There was something to that, Teyla thought, some rivalry or bad feeling that she knew as yet too little of the history of their world to understand. There were so many stories, and she had only begun to scratch the surface of them. She could not yet put the pieces together as she did at home, all the nuances of politeness and shades of meaning that held deadly intention.
“Tell me,” Desai asked, “If your Atlantis were in the Pegasus Galaxy once more, would it be an open port?”
“I do not quite know what you mean by that,” Teyla replied. The others had almost all left the room. Presumably Mr. Woolsey had gone ahead to welcome people to the reception.
“Would ships of other nations be able to call there, other than only ships of the American military?”
“I would expect that all of our friends would be welcome at any time,” Teyla said. “The journey is hazardous, and we should never turn an ally from our door. At the moment, with the Sun Tzu badly damaged, only the American military possesses ships with the Asgard drive necessary to reach our galaxy.”
Desai’s eyes searched her face. “As it stands, yes. But no technological secret remains a secret forever. Once we know you are there, we will come. It is a matter of human nature.” He smiled, and it was not an unkind expression. “You must get your Mr. Woolsey to give you a book about the demarcation line set between Spain and Portugal at the Treaty of Tordesillas. And how well it worked.” He nodded to her gracefully. “I give you good evening.”
“Good evening, Mr. Desai.” Teyla reached back to pick up her laptop, letting him precede her from the room.

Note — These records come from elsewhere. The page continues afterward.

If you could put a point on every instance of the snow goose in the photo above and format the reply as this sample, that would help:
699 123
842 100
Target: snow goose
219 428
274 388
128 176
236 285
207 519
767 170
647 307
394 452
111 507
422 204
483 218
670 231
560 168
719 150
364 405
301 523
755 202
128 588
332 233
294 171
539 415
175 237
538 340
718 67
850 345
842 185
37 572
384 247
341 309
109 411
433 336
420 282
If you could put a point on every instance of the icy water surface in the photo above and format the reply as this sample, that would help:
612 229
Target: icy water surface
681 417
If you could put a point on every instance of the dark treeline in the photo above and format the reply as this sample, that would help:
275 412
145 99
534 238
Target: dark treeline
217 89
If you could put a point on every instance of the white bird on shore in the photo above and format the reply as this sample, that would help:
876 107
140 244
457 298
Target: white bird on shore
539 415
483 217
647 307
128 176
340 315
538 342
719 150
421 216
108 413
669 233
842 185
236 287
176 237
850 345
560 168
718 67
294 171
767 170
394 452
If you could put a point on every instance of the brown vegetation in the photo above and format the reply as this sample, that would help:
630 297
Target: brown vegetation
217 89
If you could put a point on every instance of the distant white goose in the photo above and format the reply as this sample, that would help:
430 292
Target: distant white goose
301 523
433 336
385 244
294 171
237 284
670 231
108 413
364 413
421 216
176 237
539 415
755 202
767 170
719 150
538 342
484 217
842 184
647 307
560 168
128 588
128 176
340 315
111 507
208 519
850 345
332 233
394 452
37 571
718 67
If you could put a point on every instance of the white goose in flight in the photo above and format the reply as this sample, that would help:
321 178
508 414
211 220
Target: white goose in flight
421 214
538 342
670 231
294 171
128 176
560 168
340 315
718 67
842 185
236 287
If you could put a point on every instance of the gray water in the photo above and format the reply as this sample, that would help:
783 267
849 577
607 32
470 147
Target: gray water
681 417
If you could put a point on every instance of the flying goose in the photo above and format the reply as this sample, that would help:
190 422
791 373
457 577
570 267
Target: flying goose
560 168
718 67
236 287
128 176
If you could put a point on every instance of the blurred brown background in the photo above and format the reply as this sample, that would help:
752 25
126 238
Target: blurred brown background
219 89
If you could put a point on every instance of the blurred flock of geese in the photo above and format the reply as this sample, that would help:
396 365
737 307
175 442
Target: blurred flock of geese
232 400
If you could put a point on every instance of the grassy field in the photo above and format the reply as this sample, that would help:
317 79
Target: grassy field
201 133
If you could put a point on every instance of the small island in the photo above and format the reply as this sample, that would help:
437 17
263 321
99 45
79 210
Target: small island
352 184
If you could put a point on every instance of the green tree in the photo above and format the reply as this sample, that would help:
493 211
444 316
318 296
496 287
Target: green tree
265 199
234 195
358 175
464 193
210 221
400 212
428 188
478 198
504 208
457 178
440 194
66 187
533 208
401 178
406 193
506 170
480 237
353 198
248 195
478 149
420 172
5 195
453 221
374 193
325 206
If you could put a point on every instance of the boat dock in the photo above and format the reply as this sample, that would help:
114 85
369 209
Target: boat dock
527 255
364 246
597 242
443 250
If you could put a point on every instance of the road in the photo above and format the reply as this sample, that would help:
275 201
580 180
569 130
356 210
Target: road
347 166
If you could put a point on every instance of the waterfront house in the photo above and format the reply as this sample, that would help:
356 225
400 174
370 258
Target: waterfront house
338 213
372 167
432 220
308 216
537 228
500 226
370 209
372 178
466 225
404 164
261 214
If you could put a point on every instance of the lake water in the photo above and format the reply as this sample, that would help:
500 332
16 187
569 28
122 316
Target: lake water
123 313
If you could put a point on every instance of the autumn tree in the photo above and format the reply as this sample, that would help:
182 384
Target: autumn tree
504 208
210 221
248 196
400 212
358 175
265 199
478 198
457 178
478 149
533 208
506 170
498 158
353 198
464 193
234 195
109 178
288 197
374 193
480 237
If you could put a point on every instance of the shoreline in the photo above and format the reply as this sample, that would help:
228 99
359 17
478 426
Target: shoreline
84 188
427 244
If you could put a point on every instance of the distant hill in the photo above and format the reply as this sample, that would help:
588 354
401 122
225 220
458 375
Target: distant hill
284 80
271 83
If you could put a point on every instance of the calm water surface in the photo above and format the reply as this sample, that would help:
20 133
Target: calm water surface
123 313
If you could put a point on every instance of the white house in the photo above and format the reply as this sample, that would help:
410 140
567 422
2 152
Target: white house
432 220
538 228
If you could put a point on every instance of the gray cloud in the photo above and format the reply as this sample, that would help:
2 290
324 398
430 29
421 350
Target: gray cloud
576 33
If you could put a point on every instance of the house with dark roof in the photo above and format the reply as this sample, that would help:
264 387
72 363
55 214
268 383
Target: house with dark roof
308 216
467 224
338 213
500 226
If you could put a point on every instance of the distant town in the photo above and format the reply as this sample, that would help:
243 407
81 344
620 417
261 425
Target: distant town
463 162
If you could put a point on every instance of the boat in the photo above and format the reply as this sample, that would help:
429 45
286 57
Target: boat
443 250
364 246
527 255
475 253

John and Sam were talking in the hallway, their heads bent together, and Teyla went to join them.
“Where is Torren?” she asked.
“General O’Neill has him,” Sam said. “Torren’s awake, so he took him to the reception.”

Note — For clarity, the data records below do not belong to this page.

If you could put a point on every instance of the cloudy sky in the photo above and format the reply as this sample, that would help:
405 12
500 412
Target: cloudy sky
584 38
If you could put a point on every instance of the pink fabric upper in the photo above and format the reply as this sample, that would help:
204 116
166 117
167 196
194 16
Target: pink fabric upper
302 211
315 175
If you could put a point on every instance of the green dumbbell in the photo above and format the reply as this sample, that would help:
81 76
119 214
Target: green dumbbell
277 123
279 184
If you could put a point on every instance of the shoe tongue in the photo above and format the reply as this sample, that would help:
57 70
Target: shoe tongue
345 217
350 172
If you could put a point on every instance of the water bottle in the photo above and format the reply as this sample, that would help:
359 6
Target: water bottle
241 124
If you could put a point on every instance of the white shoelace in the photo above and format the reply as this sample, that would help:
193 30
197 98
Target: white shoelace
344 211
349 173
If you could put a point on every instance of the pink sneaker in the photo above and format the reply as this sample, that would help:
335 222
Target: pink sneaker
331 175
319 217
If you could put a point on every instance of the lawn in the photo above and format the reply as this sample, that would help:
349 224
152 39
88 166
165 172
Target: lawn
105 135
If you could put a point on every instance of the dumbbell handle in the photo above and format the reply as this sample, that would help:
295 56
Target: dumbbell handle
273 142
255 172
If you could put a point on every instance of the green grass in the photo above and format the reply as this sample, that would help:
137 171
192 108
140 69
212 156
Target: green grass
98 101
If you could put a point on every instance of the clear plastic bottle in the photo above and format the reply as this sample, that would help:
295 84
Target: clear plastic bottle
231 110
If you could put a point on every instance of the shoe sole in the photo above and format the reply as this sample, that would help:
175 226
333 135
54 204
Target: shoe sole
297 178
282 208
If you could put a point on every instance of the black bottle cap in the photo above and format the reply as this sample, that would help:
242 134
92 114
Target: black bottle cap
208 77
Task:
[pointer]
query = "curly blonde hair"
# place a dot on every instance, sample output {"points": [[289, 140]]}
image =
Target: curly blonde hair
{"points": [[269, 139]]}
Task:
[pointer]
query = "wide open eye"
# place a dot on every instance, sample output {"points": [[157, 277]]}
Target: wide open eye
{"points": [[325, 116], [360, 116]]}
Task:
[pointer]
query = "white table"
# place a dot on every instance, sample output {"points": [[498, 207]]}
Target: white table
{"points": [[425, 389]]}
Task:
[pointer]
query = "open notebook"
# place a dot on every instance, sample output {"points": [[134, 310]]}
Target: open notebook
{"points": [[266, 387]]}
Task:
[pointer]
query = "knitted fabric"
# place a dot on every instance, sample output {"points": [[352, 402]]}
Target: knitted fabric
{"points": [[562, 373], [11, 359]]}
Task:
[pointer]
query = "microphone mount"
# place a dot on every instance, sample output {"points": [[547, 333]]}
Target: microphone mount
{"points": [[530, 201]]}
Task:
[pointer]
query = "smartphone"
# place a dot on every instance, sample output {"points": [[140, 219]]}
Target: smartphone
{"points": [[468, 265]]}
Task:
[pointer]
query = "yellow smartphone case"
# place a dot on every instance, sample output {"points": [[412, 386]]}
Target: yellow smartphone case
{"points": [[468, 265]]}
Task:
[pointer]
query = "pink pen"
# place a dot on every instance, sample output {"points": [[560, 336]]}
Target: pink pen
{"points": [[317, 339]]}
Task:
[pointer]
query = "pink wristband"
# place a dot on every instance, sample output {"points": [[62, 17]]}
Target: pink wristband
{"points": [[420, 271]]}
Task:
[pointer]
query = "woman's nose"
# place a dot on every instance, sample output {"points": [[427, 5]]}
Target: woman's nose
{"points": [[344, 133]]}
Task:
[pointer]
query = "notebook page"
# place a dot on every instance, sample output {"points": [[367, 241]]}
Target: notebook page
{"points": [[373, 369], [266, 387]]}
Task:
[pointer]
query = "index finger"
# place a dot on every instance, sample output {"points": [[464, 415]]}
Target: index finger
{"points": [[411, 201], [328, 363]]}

John shrugged. “It’s ok. It’s not like he’ll drop him off the balcony or something.”
“He’s a responsible person. Really,” Sam said, looking like the entire idea amused her tremendously. “How did the meeting go?”
Teyla spread her hands. “Truthfully, I do not know. They listened. At least most of them did. Mr. Nechayev did not, though he asked me at the break if I were married and if my husband were here.”
Sam rolled her eyes. “You know he’s hitting on you, right? And that you can punch him in the chops, IOA member or not?”
“I can handle Mr. Nechayev,” Teyla said. “Believe me, I have seen many like him when arranging trade agreements.”
“I’ll handle Nechayev,” John said with a dark look.
“John. There is no need for that,” she said, though she softened it with a smile. “And I thought you had said that you would have no part in the diplomacy, aside from the military briefing on the Wraith that Mr. Woolsey is having you give tomorrow morning before they leave.”